834 F.Supp. at 1196. The Second Circuit in Boulevard Associates also characterized the term in a narrow manner to include “fraud, misrepresentation, intimidation or molestation.”2 72 F.3d at 1037. We find the holdings of both of these cases persuasive and believe that a broad definition encompassing both rules should apply in Tennessee. We also believe that the burden of pleading and proving that the defendant parent corporation acted with wrongful means in causing its wholly-owned subsidiary to breach a contract should be on the plaintiff, once it is established that the defendant corporation owns 100 percent of the stock of the subsidiary in question. Such a holding accords with the Tennessee principles discussed above regarding the burden of proof as well as with the majority view of our sister jurisdictions. See Advent Sys. Ltd., 925 F.2d at 673; Phil Crowley Steel Corp., 782 F.2d at 783; American Med. Int'l, 821 S.W.2d at 337; Holloway, 898 S.W.2d at 796. But see Bendix Corp., 610 P.2d at 29.
CONCLUSION
Based on the certified questions posed to this Court, we hold that a parent corporation is privileged to interfere in the contractual relations of a wholly-owned subsidiary and that it is immune from liability for inducing to breach a contract with another, party. This privilege, however, can be lost either by acting contrary to such subsidiary’s economic interests or by using wrongful means. For this purpose, the definition of wrongful means includes fraud, misrepresentation, threats, violence, defamation, trespass, restraint of trade, intimidation, molestation, or any other wrongful act recognized by statute or common law. Once it is established that the defendant corporation owns 100 percent of the stock of the subsidiary in question, the plaintiff bears the burden of proof to demonstrate that the defendant has lost its privilege by acting contrary to its wholly-owned subsidiary’s economic interests or by employing wrongful means in inducing its wholly-owned subsidiary to breach a contract. The clerk will transmit a copy of this opinion in accordance with Tenn.Sup. Ct.R. 23(8). The costs in this Court will be taxed to the respondents, Waste Conversion Systems, Inc.
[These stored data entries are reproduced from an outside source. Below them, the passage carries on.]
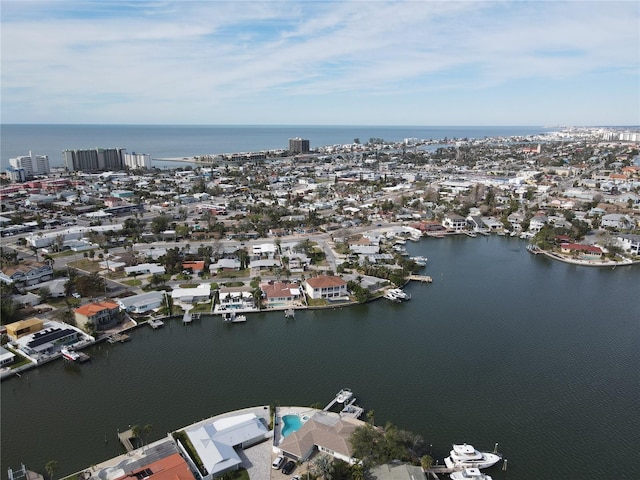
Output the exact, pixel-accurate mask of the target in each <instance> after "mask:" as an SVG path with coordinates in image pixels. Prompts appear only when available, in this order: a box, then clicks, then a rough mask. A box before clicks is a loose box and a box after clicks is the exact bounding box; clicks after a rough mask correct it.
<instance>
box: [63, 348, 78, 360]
mask: <svg viewBox="0 0 640 480" xmlns="http://www.w3.org/2000/svg"><path fill="white" fill-rule="evenodd" d="M60 353H62V358H64V359H65V360H69V361H70V362H75V361H76V360H78V359H79V358H80V354H79V353H78V352H76V351H74V350H69V349H68V348H67V347H63V348H62V349H61V350H60Z"/></svg>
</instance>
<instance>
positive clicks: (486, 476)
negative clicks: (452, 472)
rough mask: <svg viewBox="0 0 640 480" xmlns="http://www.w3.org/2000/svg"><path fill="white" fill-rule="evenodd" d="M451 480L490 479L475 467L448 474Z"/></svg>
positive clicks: (464, 469) (449, 477)
mask: <svg viewBox="0 0 640 480" xmlns="http://www.w3.org/2000/svg"><path fill="white" fill-rule="evenodd" d="M449 478H450V479H451V480H468V479H471V480H492V478H491V476H490V475H487V474H486V473H482V472H481V471H480V470H478V469H477V468H465V469H464V470H460V471H457V472H453V473H452V474H451V475H449Z"/></svg>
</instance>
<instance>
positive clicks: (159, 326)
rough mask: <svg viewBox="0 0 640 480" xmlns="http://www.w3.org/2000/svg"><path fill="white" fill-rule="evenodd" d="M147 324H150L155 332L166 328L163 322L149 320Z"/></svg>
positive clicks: (157, 320) (152, 320)
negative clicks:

. "The Supreme Court may, at its discretion, answer questions of law certified to it by the Supreme Court of the United States, a Court of Appeals of the United States, a District Court of the United States in Tennessee, or a United States Bankruptcy Court in Tennessee. This rule may be invoked when the certifying court determines that, in a proceeding before it, there are questions of law of this state which will be determinative of the cause and as to which it appears to the certifying court there is no controlling precedent in the decisions of the Supreme Court of Tennessee.” Tenn.Sup.Ct.R. 23
. The decision in Boulevard Associates indicates that the privilege can be lost upon the showing of malice. 72 F.3d at 1037. In Connecticut, unlike the case in Tennessee, malice is not part of the element for procurement of breach of contract. It would not be appropriate in Tennessee to permit the privilege to be lost merely upon a showing of malice because malice is part of the general cause of action and must be shown in all cases. Testerman v. Tragesser, 789 S.W.2d 553, 556-57 (Tenn.Ct.App.1989). If the parent corporation’s privilege were lost upon a showing of malice, the privilege would be illusory.